The executive director of the Sierra Club conservation group, David Brower, hears of the proposal. Utilizing films shot by people who had run the Green River in rafts, Brower begins a national public awareness campaign against construction of the dam. For the Sierra Club, the critical issue is flooding part of a dedicated national monument.

It may be the first nationwide environmental campaign to utilize mass media to stop a public works project. And it soon proves to be very effective. Thousands of letters pour into Congress protesting the construction of the Echo Park Dam. Under the pressure, members of Congress start to back away from their early support for the dam. In fact, the entire Upper Colorado River Storage Project--an entire system of dams--becomes endangered.

To save the full Storage Project, the Bureau of Reclamation scraps plans for Echo Park.

The interesting twist is that, for the Storage Project to work, the water that was going to be held in Echo Park had to be held elsewhere. People still argue over what happened next. But it seems clear that plans for an already-proposed dam for Glen Canyon were expanded, resulting in more of the canyon being flooded than might have been originally proposed.

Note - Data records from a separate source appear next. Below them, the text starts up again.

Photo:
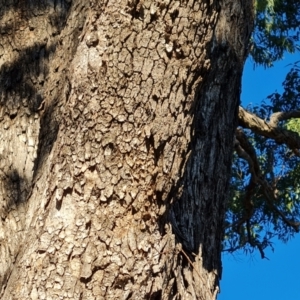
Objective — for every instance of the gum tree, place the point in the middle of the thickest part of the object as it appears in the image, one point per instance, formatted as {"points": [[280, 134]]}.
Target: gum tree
{"points": [[118, 123]]}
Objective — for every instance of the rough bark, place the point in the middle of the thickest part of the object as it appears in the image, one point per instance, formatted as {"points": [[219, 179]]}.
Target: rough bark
{"points": [[124, 114]]}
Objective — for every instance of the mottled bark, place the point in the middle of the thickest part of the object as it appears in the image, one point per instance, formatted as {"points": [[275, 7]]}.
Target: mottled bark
{"points": [[130, 111]]}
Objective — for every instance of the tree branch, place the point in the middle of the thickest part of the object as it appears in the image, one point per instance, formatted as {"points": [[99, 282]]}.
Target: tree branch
{"points": [[281, 116], [269, 130]]}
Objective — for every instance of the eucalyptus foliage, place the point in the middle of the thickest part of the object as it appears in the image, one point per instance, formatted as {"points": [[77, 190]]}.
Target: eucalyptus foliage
{"points": [[277, 30], [268, 207]]}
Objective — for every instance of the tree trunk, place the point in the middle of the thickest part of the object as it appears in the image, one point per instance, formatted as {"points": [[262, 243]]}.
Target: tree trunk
{"points": [[117, 125]]}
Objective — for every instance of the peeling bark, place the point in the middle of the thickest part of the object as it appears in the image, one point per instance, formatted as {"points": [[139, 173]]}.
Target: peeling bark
{"points": [[131, 107]]}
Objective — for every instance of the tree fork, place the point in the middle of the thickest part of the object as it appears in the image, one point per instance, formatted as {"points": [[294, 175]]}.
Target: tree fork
{"points": [[129, 193]]}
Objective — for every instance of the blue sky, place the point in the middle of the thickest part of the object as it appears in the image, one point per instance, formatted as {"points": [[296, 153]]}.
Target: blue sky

So, in a very real sense, Echo Park was a landmark victory for the emerging voices of conservation, yet it substantially contributed to a very different result further down the Colorado River system.

Q: What is next for you?

A: The team that built the Glen Canyon documentary has already moved on to production of another program based on a chapter of history from the region's past. We are now in production of Fire in the Hole, a documentary that will look at the important, and little understood, "wars" that took place surrounding mining in the West at the turn of the century.